Nah. I haven’t had a service we use miss an SLA or cost more than it’s SLO budget in 2 years.

What specific services have they missed your SLA on and what incidents were they tied to? I understand that not every team has a guy on their team to monitor that that stuff and bitch for credits, but I do, and AWS is one of our most reliable vendors.

Look the fact that AWS, Azure, and more recently Google are the only choices sucks.

But the reality is most companies and projects don’t have the business case to justify multi region fail over much less vendor fail over. They are all built on single points of failures and will always have outages.

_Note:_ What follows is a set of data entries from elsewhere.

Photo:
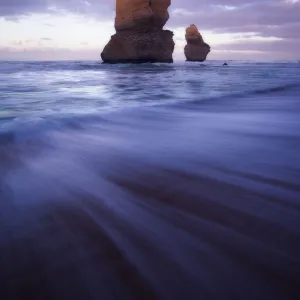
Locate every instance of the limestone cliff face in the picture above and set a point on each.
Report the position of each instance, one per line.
(139, 36)
(196, 49)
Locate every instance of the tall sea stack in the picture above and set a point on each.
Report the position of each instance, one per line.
(139, 33)
(196, 49)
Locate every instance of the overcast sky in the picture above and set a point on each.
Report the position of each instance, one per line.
(79, 29)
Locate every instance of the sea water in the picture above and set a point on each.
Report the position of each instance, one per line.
(151, 181)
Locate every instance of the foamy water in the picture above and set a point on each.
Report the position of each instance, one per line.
(150, 181)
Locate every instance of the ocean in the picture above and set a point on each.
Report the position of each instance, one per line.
(151, 181)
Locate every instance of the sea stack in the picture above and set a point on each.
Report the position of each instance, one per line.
(196, 49)
(139, 34)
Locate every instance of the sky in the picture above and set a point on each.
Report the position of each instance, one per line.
(79, 29)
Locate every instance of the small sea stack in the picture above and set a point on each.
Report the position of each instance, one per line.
(139, 34)
(196, 49)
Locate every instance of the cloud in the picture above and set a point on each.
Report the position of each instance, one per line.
(262, 18)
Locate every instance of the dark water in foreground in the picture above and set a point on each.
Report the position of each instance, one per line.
(150, 182)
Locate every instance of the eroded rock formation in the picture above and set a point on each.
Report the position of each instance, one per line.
(139, 33)
(196, 49)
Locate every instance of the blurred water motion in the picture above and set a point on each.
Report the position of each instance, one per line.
(182, 200)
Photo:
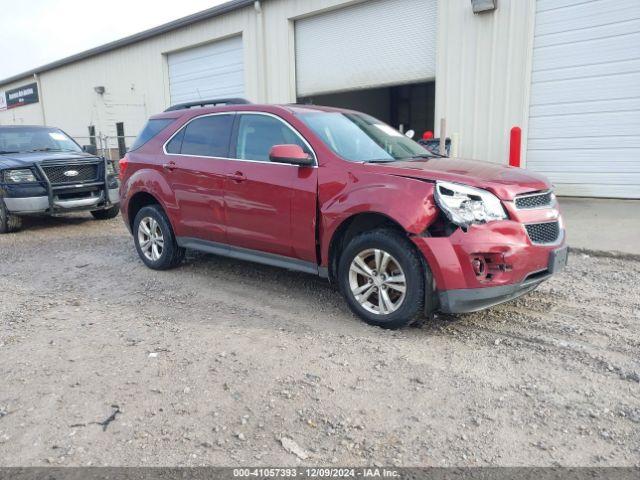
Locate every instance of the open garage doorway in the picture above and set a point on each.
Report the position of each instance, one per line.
(405, 107)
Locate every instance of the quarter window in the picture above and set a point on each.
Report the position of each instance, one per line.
(257, 134)
(206, 136)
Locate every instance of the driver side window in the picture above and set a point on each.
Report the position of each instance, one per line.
(257, 134)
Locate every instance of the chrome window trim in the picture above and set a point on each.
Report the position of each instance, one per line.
(266, 114)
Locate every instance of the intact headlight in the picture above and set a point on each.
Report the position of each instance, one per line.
(22, 175)
(465, 205)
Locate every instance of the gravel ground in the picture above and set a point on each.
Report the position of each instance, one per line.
(105, 362)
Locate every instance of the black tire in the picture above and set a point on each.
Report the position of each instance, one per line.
(8, 223)
(411, 309)
(171, 255)
(106, 214)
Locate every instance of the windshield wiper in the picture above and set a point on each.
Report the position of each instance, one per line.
(429, 155)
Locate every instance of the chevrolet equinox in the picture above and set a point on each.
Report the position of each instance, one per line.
(402, 232)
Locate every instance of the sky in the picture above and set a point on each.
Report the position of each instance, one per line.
(36, 32)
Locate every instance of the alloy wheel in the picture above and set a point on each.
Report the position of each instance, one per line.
(150, 238)
(377, 281)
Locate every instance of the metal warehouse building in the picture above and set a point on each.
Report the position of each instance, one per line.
(566, 71)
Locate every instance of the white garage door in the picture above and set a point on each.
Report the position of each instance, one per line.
(215, 70)
(584, 124)
(376, 43)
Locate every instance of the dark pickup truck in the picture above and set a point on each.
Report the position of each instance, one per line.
(43, 171)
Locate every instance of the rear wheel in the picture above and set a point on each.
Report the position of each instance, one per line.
(381, 277)
(155, 242)
(107, 213)
(8, 223)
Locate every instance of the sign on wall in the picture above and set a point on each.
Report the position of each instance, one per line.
(17, 97)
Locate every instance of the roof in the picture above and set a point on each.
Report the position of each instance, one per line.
(137, 37)
(250, 107)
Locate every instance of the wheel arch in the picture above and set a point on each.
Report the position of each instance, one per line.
(137, 202)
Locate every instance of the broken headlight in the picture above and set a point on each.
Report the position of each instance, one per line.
(465, 205)
(22, 175)
(111, 169)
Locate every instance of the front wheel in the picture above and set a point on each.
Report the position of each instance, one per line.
(8, 223)
(155, 242)
(381, 277)
(106, 214)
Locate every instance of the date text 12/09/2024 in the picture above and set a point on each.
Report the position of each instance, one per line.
(315, 473)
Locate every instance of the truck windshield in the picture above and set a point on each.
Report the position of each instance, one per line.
(361, 138)
(35, 139)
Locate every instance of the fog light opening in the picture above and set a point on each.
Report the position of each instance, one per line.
(479, 266)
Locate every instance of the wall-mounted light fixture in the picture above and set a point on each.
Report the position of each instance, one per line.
(483, 6)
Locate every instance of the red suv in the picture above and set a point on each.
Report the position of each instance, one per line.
(339, 194)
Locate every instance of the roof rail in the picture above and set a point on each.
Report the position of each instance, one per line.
(204, 103)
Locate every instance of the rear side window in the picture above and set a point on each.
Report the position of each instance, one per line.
(206, 136)
(150, 130)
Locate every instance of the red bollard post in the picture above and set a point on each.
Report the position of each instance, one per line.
(515, 146)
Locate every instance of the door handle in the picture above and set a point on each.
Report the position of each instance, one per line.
(238, 177)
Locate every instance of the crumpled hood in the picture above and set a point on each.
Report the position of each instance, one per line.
(18, 160)
(503, 181)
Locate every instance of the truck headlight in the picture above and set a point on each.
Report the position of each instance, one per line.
(23, 175)
(465, 205)
(111, 169)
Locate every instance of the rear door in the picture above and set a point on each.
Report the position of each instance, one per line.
(270, 207)
(195, 169)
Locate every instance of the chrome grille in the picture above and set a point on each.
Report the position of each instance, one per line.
(539, 200)
(63, 174)
(541, 233)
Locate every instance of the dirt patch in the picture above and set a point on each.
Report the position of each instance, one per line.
(222, 362)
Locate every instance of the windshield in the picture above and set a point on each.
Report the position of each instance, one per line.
(360, 138)
(35, 139)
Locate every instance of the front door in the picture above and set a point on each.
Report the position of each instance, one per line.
(270, 207)
(195, 169)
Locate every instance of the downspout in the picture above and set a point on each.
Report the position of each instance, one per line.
(262, 52)
(40, 97)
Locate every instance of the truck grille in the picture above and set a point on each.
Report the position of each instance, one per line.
(541, 233)
(62, 174)
(540, 200)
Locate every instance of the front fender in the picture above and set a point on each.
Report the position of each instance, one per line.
(407, 202)
(152, 182)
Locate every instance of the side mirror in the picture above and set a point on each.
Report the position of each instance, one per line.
(91, 149)
(290, 154)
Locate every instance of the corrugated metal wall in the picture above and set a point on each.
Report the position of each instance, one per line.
(482, 70)
(482, 74)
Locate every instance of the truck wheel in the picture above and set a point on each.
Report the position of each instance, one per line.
(155, 242)
(106, 214)
(381, 277)
(8, 223)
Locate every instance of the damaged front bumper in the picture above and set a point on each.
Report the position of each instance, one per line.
(489, 264)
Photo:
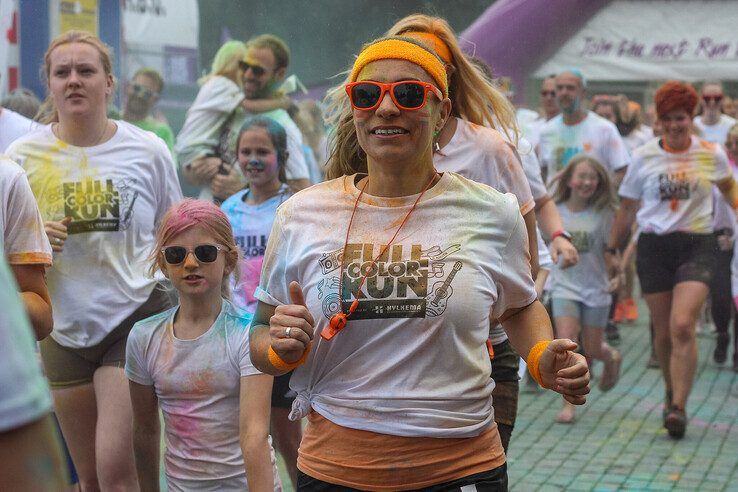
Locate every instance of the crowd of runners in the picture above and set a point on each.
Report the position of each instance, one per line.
(361, 279)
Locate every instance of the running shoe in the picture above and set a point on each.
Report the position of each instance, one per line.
(618, 314)
(676, 422)
(653, 361)
(630, 309)
(720, 355)
(667, 406)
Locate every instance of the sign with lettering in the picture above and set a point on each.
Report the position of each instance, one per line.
(654, 40)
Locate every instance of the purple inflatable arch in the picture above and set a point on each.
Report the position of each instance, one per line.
(516, 36)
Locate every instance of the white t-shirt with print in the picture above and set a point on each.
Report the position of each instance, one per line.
(13, 126)
(485, 156)
(638, 137)
(717, 133)
(116, 193)
(23, 237)
(197, 384)
(587, 281)
(675, 189)
(412, 360)
(216, 100)
(593, 135)
(481, 154)
(24, 391)
(251, 227)
(724, 215)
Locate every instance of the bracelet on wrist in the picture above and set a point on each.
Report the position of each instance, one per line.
(561, 233)
(533, 360)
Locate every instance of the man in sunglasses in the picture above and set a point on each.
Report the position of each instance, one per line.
(142, 93)
(578, 130)
(549, 109)
(712, 123)
(263, 70)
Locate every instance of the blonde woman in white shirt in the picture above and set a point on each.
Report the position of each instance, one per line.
(378, 287)
(101, 187)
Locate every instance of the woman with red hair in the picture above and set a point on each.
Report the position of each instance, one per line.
(669, 187)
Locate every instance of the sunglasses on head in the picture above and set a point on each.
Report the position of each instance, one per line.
(142, 91)
(257, 70)
(406, 94)
(205, 253)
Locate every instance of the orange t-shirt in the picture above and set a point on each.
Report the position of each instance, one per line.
(371, 461)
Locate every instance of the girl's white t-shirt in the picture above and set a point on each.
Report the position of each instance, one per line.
(116, 193)
(587, 281)
(412, 360)
(593, 135)
(675, 189)
(197, 384)
(251, 227)
(22, 235)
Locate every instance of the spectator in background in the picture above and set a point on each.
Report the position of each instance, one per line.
(712, 123)
(669, 186)
(578, 130)
(309, 119)
(26, 246)
(202, 155)
(547, 111)
(13, 126)
(22, 101)
(142, 94)
(30, 452)
(729, 107)
(549, 107)
(101, 186)
(604, 106)
(628, 121)
(264, 68)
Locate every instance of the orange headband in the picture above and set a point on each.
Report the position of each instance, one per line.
(436, 43)
(397, 48)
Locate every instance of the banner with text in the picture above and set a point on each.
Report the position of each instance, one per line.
(654, 40)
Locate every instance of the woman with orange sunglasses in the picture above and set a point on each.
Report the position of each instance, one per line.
(377, 289)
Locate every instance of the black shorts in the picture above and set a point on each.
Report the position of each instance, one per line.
(282, 395)
(665, 260)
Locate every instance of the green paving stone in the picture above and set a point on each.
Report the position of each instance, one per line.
(660, 486)
(635, 485)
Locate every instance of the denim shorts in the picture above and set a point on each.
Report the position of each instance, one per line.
(589, 316)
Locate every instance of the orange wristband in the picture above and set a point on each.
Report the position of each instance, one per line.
(277, 361)
(534, 358)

Everyone just notices it more when it’s AWS. And that’s a stupid reason to base decisions off of. Visa/mc was working. Reddit and Facebook were mostly working once they started routing through their multi cloud nodes. Maybe you couldn’t get to your banks web app, that’s on them using a single cloud with no way to route to alternate cloud nodes and services. And for them to double at best infrastructure costs, unless they are boa Chase Morgan etc, is dumb for 99.99% which is the SLA .

The world isn’t ending, emergency services are working, visa/mc failed over, I was still on Reddit and slack most of the day. It wasn’t the end of the world.

Anyway, I now realize I have summoned my frustrations with this entire thread and gone wildly off topic and ranted with full force at you.

I just don’t think it’s important that when there is a major outage on AWS/Azure/cloud flare. It was going to happen elsewhere, and you wouldn’t have an excuse to tell your pm not my problem, instead of digging into your app for 2 hours to find out x portion of you very distributed vendor list failed and you still have a single point of failure. I’d rather be able to point to AWS, say shit is fucked for everyone, and if you want multi cloud it’s going to cost at least 1.5x as much as we’re spending 🤷‍♂️.

Cousin Mose@lemmy.hogru.ch · edit-2 5 months ago

I haven’t used AWS in years. No IPv6 support in S3 in 2017 was the last straw for me. I have to deal with it at work (sometimes) and always laugh when they introduce “new” features like HTTPS records in Route53 like two years late.

Why do you say AWS, Azure and Google are the only options? I don’t use any of those greedy companies’ platforms.